New Orleans    Rolling from the dry of central Wyoming to the humid of New Orleans always takes a little climatic adjustment, but it’s not a bad thing. The weather forecast says rain and thunderstorms are expected daily throughout the week. The same prediction has been largely fulfilled over the last week. In New Orleans, this rainy season in the near tropics is called, “summer.”

Thoughtful people and friends ask, “how’s the flooding,” given the constant Weather Channel and news reports of the 9 or 10 inches of rain that fell within hours a week ago inundating parts of the city, especially the center of the bowl that defines New Orleans geography around the Mid-City section, close to where our main Fair Grinds Coffeehouse is located off Esplanade. Really, the local response is more shrug than a sigh, because from all local reports, it wasn’t that bad, though it is hugely worrisome for other reasons as we fear the storm next time. An estimated two hundred houses flooded. That’s terrible and tragic for the families involved, but, frankly, it’s a long way from “call out the lifeboats.”

Heads have rolled, but understand this clearly, they have rolled because of something rare in government anywhere today. These Sewerage & Water Board and Public Works officials were forced to resign or fired not because of the flooding or the inability of the drainage system to handle the deluge, but because they were not transparent: they didn’t tell the truth. They claimed the system was working at full capacity, and it was not. It was working at about 56% capacity. Of some 200 odd pumps about 15% were inactive, which isn’t good, but neither would have normally been catastrophic, but, welcome to climate change, this was an unusual rain event. The drainage system is New Orleans, when it’s working a full tilt, is amazing and, frankly, world class. It can handle almost 3 inches of rain an hour. Storms that would shut down other cities, are routine in New Orleans, and the system has been designed historically to deal with a lot of water.

Perhaps the usual strength of the operation has lured too many New Orleanians into a false security from city hall to stoop steps though, and that has been the current awakening. The horror is that the deluge revealed that three of the five turbines that run the drainage system were offline, two since an early downpour this summer and one for almost four years. For that to be allowed to happen without preparations during hurricane season is unconscionable, and has to be addressed.
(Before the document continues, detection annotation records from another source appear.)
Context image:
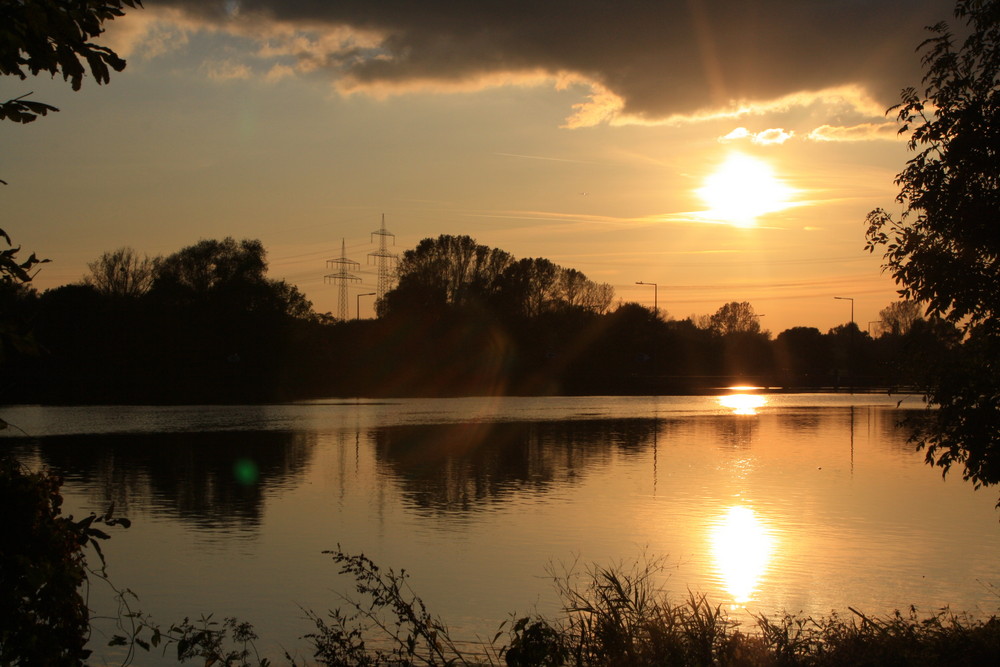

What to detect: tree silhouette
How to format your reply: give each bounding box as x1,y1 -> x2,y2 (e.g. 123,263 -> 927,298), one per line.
878,299 -> 923,336
0,0 -> 142,123
83,247 -> 160,298
709,301 -> 760,336
866,0 -> 1000,500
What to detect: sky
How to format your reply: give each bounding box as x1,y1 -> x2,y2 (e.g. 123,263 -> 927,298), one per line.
0,0 -> 953,334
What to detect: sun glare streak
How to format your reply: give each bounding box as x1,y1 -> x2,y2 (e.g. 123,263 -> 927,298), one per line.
696,153 -> 795,227
719,394 -> 767,415
710,505 -> 775,605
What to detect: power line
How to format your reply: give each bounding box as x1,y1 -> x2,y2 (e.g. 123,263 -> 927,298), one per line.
368,213 -> 399,301
323,239 -> 362,321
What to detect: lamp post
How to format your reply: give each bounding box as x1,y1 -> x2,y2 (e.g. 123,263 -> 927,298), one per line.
635,280 -> 660,319
354,292 -> 375,320
833,296 -> 857,394
833,296 -> 854,324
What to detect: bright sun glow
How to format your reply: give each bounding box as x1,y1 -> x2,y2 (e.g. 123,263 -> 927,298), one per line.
697,153 -> 794,227
719,394 -> 767,415
711,505 -> 774,604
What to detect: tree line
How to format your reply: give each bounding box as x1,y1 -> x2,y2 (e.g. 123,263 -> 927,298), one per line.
0,235 -> 961,403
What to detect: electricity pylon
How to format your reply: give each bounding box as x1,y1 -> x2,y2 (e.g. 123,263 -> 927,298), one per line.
323,239 -> 361,321
368,213 -> 399,301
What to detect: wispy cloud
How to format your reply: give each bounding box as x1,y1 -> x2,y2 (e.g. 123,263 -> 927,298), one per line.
131,0 -> 936,128
808,122 -> 900,142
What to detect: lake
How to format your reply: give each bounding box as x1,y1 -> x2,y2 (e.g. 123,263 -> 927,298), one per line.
0,391 -> 1000,664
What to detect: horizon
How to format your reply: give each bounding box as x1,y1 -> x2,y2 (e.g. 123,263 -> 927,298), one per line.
0,0 -> 953,335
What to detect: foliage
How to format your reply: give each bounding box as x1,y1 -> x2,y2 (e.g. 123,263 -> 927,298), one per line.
709,301 -> 760,336
0,456 -> 129,665
379,234 -> 614,320
867,0 -> 1000,327
83,247 -> 160,298
306,546 -> 499,667
0,229 -> 49,283
108,612 -> 276,667
0,0 -> 142,123
302,548 -> 1000,667
878,299 -> 923,336
867,0 -> 1000,500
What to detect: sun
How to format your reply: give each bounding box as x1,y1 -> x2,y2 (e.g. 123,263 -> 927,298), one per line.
696,153 -> 794,227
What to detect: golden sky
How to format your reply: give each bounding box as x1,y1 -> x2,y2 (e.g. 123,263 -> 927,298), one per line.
0,0 -> 952,334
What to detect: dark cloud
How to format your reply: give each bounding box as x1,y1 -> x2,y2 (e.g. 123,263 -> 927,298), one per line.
159,0 -> 953,119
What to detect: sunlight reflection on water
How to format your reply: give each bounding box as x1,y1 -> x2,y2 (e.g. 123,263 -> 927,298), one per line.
718,387 -> 767,415
710,505 -> 776,605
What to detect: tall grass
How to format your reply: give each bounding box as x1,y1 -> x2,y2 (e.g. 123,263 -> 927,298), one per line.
111,547 -> 1000,667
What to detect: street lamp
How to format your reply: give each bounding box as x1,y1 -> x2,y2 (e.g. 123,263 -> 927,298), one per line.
354,292 -> 375,320
833,296 -> 854,324
833,296 -> 857,394
635,280 -> 660,318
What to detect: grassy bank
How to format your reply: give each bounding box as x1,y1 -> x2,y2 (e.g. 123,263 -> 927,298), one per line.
118,549 -> 1000,667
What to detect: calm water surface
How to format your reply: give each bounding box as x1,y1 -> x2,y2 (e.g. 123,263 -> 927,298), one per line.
2,394 -> 1000,664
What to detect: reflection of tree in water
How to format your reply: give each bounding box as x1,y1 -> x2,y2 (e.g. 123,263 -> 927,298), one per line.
15,431 -> 316,530
371,419 -> 659,512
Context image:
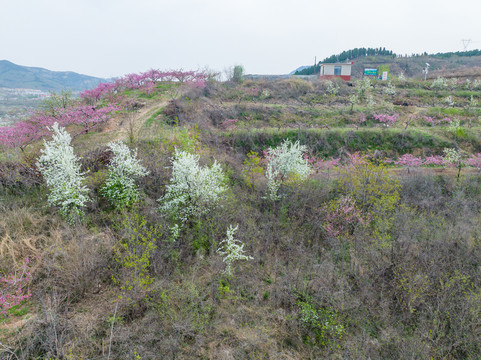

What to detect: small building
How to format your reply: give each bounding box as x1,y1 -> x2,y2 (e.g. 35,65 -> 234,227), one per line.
320,61 -> 354,81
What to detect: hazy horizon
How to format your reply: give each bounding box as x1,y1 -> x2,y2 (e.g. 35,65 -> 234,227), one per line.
0,0 -> 481,78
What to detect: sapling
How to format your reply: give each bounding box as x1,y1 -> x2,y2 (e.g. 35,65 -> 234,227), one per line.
37,123 -> 89,223
101,142 -> 149,209
217,225 -> 253,276
158,149 -> 227,226
266,140 -> 311,201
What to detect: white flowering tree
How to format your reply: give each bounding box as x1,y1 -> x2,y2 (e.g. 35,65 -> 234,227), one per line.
37,123 -> 89,223
100,141 -> 148,209
217,225 -> 253,276
158,150 -> 227,229
266,140 -> 312,201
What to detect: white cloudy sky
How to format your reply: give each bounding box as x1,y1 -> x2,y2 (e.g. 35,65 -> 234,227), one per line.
0,0 -> 481,77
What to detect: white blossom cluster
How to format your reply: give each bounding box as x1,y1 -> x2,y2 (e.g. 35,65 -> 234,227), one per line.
101,141 -> 148,209
158,149 -> 227,223
217,225 -> 253,276
266,140 -> 311,201
37,123 -> 89,223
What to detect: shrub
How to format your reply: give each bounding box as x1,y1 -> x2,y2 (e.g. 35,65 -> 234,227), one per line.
114,214 -> 160,306
217,225 -> 253,276
266,140 -> 311,201
101,142 -> 148,209
339,155 -> 400,247
158,150 -> 227,223
297,299 -> 346,347
37,123 -> 89,223
0,258 -> 32,315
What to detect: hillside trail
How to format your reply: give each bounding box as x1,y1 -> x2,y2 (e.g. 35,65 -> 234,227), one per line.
103,100 -> 169,141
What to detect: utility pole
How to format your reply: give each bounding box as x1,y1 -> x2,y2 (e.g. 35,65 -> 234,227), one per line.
461,39 -> 473,51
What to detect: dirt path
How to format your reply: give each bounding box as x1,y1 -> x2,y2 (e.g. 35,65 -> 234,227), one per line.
103,100 -> 168,141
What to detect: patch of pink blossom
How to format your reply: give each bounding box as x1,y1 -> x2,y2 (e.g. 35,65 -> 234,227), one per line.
374,114 -> 399,126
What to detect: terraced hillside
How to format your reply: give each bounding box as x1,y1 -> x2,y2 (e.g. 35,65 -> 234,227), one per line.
0,71 -> 481,359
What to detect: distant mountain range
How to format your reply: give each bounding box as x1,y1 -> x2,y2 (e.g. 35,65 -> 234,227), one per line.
0,60 -> 108,91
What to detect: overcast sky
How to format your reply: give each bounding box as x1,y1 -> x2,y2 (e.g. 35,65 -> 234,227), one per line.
0,0 -> 481,77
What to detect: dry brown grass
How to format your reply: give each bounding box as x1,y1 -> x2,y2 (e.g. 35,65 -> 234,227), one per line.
0,208 -> 54,265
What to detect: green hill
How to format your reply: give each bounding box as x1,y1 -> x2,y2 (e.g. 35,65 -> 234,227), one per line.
0,60 -> 105,91
295,48 -> 481,78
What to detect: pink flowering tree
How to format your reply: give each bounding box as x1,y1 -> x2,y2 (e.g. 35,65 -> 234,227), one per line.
466,153 -> 481,171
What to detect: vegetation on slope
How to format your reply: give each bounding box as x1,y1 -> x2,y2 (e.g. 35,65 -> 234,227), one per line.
0,71 -> 481,359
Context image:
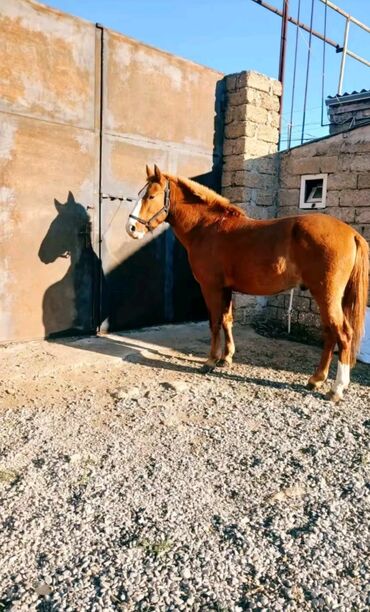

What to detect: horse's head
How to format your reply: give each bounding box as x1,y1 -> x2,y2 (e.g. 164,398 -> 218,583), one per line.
39,192 -> 90,264
126,166 -> 170,239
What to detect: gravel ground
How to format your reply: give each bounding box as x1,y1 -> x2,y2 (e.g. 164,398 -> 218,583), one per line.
0,324 -> 370,612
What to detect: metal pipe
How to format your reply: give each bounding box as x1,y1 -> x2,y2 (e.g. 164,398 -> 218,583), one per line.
252,0 -> 370,67
301,0 -> 315,144
288,0 -> 300,149
338,17 -> 350,96
321,0 -> 370,33
95,23 -> 104,332
278,0 -> 289,149
252,0 -> 341,51
347,49 -> 370,68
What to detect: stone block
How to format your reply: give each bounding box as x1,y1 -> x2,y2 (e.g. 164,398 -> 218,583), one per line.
246,104 -> 268,124
326,189 -> 340,208
221,170 -> 234,187
271,79 -> 282,98
327,172 -> 356,191
319,155 -> 338,172
245,204 -> 276,220
277,205 -> 302,217
339,189 -> 370,208
222,186 -> 245,203
241,71 -> 281,95
352,172 -> 370,189
294,295 -> 311,312
280,171 -> 301,189
223,155 -> 246,172
225,74 -> 238,91
227,89 -> 247,106
245,153 -> 278,176
330,206 -> 356,223
279,189 -> 299,208
267,111 -> 280,128
225,104 -> 246,125
244,137 -> 276,158
341,153 -> 370,172
356,207 -> 370,223
290,157 -> 320,174
223,136 -> 246,156
243,172 -> 277,192
224,121 -> 257,138
298,312 -> 321,328
257,125 -> 279,144
256,189 -> 277,209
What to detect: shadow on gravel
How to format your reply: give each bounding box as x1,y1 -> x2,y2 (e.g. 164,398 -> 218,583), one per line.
55,325 -> 370,390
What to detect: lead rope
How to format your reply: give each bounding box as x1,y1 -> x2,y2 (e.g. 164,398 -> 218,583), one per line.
288,289 -> 294,334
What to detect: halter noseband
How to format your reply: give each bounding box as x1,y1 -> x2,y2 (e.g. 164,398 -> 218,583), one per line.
130,181 -> 171,232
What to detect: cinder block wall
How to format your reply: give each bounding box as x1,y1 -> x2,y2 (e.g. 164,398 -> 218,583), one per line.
222,72 -> 281,321
222,72 -> 370,336
264,125 -> 370,336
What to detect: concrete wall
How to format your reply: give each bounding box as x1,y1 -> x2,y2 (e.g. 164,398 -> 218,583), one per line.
0,0 -> 222,341
0,0 -> 97,341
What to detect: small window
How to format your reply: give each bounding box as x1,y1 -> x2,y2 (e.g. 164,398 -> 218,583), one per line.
299,174 -> 327,209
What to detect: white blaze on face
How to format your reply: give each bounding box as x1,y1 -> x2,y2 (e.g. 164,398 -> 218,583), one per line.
126,198 -> 145,240
333,361 -> 350,397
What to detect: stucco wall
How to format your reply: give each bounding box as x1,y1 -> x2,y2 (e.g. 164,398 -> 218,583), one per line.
0,0 -> 223,341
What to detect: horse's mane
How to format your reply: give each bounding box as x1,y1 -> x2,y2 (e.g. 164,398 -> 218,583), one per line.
165,174 -> 245,217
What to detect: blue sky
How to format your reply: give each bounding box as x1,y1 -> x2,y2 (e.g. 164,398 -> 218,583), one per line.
46,0 -> 370,144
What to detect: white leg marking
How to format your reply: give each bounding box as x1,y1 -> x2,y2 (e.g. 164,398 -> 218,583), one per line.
126,199 -> 145,239
333,361 -> 350,397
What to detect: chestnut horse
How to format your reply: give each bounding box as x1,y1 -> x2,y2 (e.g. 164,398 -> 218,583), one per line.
126,166 -> 369,401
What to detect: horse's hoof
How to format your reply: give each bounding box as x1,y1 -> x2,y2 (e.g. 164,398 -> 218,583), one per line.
217,359 -> 233,370
325,389 -> 343,404
307,378 -> 325,391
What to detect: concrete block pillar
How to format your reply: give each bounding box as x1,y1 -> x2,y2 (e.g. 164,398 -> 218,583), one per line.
222,71 -> 281,219
222,71 -> 281,323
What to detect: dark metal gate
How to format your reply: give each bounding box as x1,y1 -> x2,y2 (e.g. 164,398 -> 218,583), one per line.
95,27 -> 224,331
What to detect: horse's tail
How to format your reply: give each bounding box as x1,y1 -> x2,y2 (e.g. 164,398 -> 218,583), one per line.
342,233 -> 369,365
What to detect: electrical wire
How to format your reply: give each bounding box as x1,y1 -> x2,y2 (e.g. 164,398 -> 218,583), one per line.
288,0 -> 301,149
321,2 -> 328,127
301,0 -> 315,143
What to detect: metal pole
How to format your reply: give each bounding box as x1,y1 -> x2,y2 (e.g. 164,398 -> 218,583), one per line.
321,0 -> 370,34
95,23 -> 104,332
338,17 -> 351,96
278,0 -> 289,149
252,0 -> 340,52
301,0 -> 315,144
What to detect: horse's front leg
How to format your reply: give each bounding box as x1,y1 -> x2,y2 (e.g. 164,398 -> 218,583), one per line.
201,287 -> 224,373
222,289 -> 235,367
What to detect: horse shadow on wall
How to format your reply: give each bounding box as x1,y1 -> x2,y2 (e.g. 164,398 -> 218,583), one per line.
38,192 -> 107,338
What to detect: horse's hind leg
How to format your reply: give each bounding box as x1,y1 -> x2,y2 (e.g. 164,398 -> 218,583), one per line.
328,312 -> 353,402
222,288 -> 235,367
308,325 -> 336,389
309,295 -> 353,401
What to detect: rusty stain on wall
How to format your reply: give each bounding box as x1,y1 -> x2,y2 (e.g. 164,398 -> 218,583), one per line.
0,0 -> 95,127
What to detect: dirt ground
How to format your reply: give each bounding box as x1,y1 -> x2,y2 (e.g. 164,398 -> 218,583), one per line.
0,323 -> 370,408
0,323 -> 370,612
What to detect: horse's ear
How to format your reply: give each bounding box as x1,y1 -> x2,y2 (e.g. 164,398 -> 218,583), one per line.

A high ranking board member resigned in protest, blaming the city officials for not having produced cash to improve the system and claiming S&WB was being unfairly singled out. Once again, they fell – or were pushed – on their swords, as they should have been, because they were not forthright with the citizens, not because of a big rain and some flooding. Brickbats are being thrown at a couple of million that has been stuck in planning and unspent to clear out storm drains, and that’s a valid beef, but most of that was for drains in common spaces. There’s a drain across the street on my block. I’m not confused though. It’s my responsibility to get shovel in hand every couple of months and clean it out. Why would I take a chance?

Some of the system, including the corkscrew apparatus, that sucks the water out of the drains is more than 100 years old. There are estimates that it could take $1 billion dollars to totally upgrade and modernize the drainage system, which is a pretty steep price tag for a lower income city. This is part of the national crisis that Trump and others like to talk about, but few are willing to pay for.

We are close to the 12th anniversary of Hurricane Katrina in New Orleans. Daily we read about the dangers of climate change on challenging environments like those of our precious wetlands and coastal areas in Louisiana.

We really don’t need too many more wake-up calls. We need everyone up and down the line to start putting their money where their mouths are.